Jede Gruppe muss für sich entscheiden, wie sie mit Misserfolgen umgehen will. An für sich sind die Abenteuer auch auf der normalen Stufe recht leicht zu meistern. Hat man aber dauerhaftes Pech beim Ziehen aus dem Beutel, kann es auch hoffnungslos werden. Wenn man dabei das ganze Abenteuer schon gespielt hat und am Ende lediglich eine 50:50-Entscheidung zum eigenen Ungunsten gefallen ist, dann kann man auch entschließen, die Partie als gewonnen zu werten und ohne Wiederholung das nächste Kapitel zu spielen. Denn so groß ist der spielerische Mehrwert in der Wiederholungsschleife auch nicht. Zumal ohnehin nur eine recht bekannte Geschichte nachgespielt wird. Es müssen dabei keine Rätsel gelöst werden und die zu entdeckenden Geheimnisse sind auch überschaubar.
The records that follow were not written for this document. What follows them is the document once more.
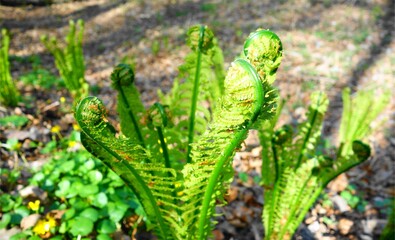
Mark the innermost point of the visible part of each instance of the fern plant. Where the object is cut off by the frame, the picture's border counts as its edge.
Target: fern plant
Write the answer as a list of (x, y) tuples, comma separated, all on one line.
[(294, 173), (176, 157), (69, 60), (9, 93)]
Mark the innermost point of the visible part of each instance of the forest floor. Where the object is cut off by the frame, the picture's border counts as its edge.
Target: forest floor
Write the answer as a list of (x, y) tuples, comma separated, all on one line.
[(328, 45)]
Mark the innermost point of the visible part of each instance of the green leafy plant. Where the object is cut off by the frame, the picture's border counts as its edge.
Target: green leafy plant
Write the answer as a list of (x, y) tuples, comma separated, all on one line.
[(82, 198), (295, 171), (14, 121), (70, 59), (9, 94), (177, 157)]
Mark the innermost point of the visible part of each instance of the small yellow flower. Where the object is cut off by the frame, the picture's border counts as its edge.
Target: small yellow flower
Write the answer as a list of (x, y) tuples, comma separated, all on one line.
[(76, 127), (72, 144), (44, 226), (39, 227), (34, 205), (55, 129)]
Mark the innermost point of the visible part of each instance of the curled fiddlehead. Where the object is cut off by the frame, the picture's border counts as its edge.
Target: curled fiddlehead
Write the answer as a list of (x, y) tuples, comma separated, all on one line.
[(124, 158)]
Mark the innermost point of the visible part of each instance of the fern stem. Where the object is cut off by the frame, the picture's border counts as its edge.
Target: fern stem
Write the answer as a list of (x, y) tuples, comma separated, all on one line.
[(294, 207), (276, 166), (229, 150), (191, 132), (132, 179), (163, 145), (134, 120), (213, 181), (272, 209)]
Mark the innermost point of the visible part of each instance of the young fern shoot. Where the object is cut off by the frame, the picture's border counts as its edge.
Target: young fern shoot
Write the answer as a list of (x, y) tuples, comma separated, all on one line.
[(178, 195), (295, 174)]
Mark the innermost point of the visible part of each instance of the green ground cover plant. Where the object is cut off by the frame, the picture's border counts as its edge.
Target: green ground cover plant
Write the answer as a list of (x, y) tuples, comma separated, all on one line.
[(69, 59), (83, 197), (9, 95)]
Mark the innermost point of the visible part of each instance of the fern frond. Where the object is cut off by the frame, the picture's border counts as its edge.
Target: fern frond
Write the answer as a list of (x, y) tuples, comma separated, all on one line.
[(197, 88), (129, 105), (263, 49), (358, 113), (128, 161), (238, 110)]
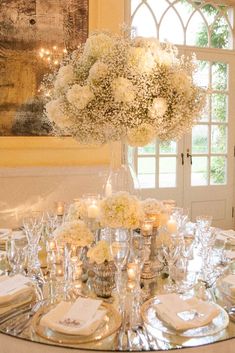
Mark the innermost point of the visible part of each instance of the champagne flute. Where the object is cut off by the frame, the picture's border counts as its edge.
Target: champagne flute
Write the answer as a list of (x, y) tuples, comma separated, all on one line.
[(119, 247)]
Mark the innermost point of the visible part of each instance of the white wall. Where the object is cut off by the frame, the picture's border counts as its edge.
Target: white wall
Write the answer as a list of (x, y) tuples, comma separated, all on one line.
[(38, 188)]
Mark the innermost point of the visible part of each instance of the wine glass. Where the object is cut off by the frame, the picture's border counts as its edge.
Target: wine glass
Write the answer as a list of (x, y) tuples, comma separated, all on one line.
[(119, 247), (33, 226)]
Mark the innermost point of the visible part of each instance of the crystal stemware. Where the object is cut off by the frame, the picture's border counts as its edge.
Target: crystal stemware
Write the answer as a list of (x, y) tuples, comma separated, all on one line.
[(33, 226), (119, 246)]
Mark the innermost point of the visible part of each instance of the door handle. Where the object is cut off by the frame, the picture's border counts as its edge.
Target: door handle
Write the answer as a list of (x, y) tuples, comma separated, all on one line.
[(190, 157), (182, 158)]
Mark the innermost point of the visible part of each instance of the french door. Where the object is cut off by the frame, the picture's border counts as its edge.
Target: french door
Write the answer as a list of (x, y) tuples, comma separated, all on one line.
[(198, 171)]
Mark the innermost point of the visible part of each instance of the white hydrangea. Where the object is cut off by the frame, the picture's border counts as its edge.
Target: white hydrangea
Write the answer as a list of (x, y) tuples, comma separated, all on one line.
[(152, 206), (141, 135), (77, 210), (75, 233), (56, 115), (123, 90), (182, 82), (79, 96), (64, 77), (121, 210), (158, 107), (98, 71), (141, 59), (98, 45), (100, 253)]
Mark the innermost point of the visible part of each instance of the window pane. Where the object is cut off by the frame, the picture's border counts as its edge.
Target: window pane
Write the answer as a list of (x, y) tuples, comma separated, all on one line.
[(218, 139), (174, 33), (146, 181), (199, 174), (200, 139), (219, 76), (149, 149), (210, 13), (146, 165), (219, 103), (146, 172), (221, 36), (201, 77), (169, 147), (205, 114), (218, 170), (167, 172), (143, 23), (197, 31)]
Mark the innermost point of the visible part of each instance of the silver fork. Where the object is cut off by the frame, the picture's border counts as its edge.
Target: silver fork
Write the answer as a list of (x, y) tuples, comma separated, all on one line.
[(17, 328)]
Die literarische Qualität der Geschichte ist dabei übrigens auch überschaubar. Vielleicht hätte der Verlag (wie auch mittlerweile bei den ADVENTURE GAMES) den Weg gehen und die einzelnen Texte einer Person in die Hand legen sollen, die das schon öfter gemacht hat. Die einzelnen Textpassagen hätten nämlich gerne noch etwas stimmungsvoller und weniger plakativ sein dürfen. Mit etwas mehr Verve, Esprit und Humor bei den Texten würde sich vielleicht auch nicht so sehr das Gefühl einstellen, dass diese Passagen nur unnötig Zeit kosten. Zusätzlich ist die Ansprache der mitspielenden Personen leider zu wenig inklusiv. Dass die Rollenverteilung nicht geschlechtergleich ist, kann ich verstehen. Es gibt im Robin Hood Kosmos nun einmal keine zweite weibliche Figur, die ansatzweise für die Rolle einer Hauptfigur in Frage kommt. Aber zumindest hätte man über eine sensiblere Sprache diese Begebenheit besser auffangen können.
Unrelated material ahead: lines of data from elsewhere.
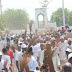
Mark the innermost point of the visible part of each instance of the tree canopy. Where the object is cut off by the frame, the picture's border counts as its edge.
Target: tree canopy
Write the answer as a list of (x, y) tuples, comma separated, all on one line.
[(57, 17), (15, 18)]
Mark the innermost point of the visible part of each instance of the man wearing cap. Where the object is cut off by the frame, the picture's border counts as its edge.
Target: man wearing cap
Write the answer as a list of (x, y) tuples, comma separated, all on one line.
[(68, 51), (41, 54), (69, 45), (70, 58), (3, 64), (47, 62), (24, 47), (55, 58), (62, 49), (6, 57)]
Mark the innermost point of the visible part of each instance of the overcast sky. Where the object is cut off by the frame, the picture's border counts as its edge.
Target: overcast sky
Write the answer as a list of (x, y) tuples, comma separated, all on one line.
[(30, 5)]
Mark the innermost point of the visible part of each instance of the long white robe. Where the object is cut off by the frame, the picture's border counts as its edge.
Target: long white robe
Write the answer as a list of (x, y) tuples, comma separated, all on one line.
[(62, 49)]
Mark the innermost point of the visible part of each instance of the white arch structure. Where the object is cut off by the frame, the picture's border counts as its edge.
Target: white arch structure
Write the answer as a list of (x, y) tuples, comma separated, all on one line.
[(41, 11)]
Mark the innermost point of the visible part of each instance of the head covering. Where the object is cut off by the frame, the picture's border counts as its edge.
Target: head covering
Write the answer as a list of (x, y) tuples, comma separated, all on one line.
[(61, 37), (69, 56), (48, 42), (69, 39), (23, 46), (53, 39), (0, 53), (68, 50), (41, 39), (47, 36)]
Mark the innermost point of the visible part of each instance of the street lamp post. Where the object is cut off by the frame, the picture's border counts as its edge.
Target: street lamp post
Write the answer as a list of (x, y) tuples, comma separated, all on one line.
[(63, 13), (1, 11)]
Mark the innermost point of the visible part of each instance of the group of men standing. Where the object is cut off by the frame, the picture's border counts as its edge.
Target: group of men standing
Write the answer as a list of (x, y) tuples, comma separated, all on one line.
[(45, 52)]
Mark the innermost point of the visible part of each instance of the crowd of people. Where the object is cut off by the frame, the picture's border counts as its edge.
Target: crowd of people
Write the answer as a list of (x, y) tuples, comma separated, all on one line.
[(39, 52)]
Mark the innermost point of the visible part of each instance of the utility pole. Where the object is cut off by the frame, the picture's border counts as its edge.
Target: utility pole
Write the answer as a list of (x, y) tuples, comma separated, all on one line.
[(1, 11), (63, 13)]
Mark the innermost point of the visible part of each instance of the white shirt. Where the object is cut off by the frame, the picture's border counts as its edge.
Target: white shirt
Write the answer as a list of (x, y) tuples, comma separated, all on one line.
[(62, 49), (1, 64), (32, 64), (2, 45), (18, 56), (41, 56), (35, 49), (6, 57)]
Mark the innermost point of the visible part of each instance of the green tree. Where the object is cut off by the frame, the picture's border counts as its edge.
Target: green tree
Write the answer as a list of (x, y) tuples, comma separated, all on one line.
[(15, 19), (57, 16)]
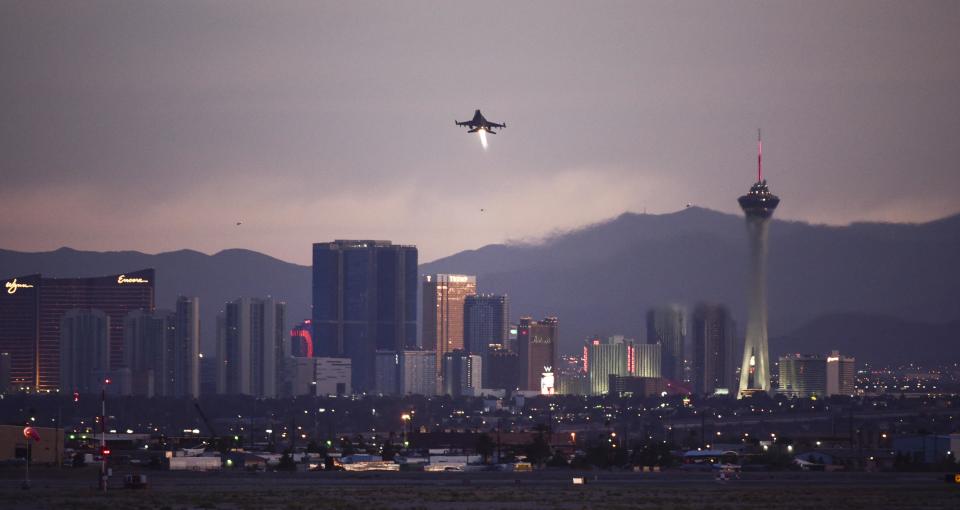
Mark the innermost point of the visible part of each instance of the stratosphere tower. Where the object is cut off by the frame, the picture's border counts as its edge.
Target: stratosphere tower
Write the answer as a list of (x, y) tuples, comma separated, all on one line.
[(758, 206)]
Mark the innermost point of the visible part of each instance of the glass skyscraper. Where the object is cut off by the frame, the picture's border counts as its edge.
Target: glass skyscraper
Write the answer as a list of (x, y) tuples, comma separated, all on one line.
[(666, 326), (364, 300), (486, 321)]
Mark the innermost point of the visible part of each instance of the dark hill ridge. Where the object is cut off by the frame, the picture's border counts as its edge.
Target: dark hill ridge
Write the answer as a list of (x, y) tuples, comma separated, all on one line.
[(876, 339), (600, 279)]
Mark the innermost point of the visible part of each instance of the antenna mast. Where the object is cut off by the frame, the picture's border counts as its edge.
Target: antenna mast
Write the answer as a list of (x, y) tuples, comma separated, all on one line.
[(759, 157)]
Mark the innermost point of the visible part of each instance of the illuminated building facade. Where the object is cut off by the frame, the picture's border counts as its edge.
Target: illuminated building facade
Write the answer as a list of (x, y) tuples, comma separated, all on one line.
[(667, 326), (444, 297), (501, 369), (605, 359), (537, 343), (803, 376), (486, 320), (841, 374), (462, 373), (714, 334), (32, 307), (364, 300)]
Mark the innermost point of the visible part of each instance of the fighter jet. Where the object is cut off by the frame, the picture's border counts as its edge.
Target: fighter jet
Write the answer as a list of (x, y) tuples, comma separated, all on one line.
[(478, 123)]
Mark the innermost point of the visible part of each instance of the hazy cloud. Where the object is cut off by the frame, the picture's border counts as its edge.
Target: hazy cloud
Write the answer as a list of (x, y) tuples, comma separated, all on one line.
[(157, 126)]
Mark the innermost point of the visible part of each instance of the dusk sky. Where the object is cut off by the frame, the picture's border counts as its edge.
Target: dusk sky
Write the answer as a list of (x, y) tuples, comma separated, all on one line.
[(157, 126)]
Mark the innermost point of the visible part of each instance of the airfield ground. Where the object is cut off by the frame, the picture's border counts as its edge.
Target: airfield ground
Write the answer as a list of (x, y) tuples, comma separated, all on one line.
[(75, 489)]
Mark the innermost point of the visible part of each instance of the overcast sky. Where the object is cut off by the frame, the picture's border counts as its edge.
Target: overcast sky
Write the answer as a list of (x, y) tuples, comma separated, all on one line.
[(158, 125)]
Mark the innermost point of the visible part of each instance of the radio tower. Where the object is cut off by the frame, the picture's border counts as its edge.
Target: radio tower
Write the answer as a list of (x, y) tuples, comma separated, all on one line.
[(758, 206)]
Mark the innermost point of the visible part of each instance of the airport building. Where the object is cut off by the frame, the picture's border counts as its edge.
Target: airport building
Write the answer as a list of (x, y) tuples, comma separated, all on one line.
[(364, 300), (444, 297), (32, 308)]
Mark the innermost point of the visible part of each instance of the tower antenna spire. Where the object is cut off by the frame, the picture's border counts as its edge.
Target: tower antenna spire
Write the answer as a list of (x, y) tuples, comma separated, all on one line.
[(759, 157)]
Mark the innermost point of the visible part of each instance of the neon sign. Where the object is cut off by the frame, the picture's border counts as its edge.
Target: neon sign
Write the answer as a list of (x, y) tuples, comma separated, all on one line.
[(123, 279), (13, 285)]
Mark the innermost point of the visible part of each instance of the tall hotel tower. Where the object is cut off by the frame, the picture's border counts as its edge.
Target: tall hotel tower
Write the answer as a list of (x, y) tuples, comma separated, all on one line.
[(364, 301), (758, 206)]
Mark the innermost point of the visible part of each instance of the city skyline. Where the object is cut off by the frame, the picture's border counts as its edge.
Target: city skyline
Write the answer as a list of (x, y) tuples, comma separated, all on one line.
[(199, 122)]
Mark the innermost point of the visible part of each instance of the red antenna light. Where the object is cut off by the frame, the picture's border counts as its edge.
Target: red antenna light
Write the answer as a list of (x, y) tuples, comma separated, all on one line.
[(759, 157)]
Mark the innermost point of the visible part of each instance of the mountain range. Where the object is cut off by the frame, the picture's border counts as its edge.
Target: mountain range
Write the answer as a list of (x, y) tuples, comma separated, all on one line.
[(883, 292)]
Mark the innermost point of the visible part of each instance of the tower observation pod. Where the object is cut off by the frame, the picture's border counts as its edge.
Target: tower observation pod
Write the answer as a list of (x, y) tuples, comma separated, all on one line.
[(758, 206)]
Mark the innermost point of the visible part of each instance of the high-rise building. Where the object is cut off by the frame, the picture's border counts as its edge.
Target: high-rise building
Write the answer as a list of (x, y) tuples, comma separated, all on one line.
[(758, 206), (605, 358), (301, 340), (333, 376), (84, 350), (714, 335), (647, 360), (462, 373), (803, 375), (501, 370), (537, 343), (31, 309), (253, 337), (667, 326), (387, 370), (186, 348), (418, 372), (209, 366), (444, 296), (841, 374), (148, 352), (486, 321), (162, 350), (364, 300)]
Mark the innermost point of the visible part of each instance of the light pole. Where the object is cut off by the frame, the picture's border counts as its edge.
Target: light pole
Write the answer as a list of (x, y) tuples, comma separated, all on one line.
[(405, 421)]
Beim Material darf man sich nichts vormachen. Das dauernde Umdrehen von bestimmten Plättchen (bspw. den Wachen) hinterlässt Spuren. Ich habe mir anfangs die Arbeit gemacht und alle Türchen einmal mit Gegendruck rausgetrennt und wieder eingesetzt, so dass diese dann zum späteren Zeitpunkt besser zu lösen waren. Aber trotzdem sieht man den Plättchen den Gebrauch an. Aber ist das ein Mangel? Nur wenn man ein Spiel als Spekulationsobjekt ansieht. Für mich darf Spielmaterial gerne auch gebraucht aussehen, so lange es die Funktion nicht einschränkt, was bei DIE ABENTEUER DES ROBIN HOOD nicht der Fall ist. Gerne hätte das Buch auch etwas hochwertiger gebunden sein dürfen, aber im Großen und Ganzen passt das schon alles. Auch die durchbiegenden Spielplanteile bekommt man mit etwas Gegendruck in den Griff, aber dieses Problem besteht nun einmal bei doppellagiger Pappe und eventuell großen Temperaturunterschieden bspw. durch eine nahe Beleuchtung.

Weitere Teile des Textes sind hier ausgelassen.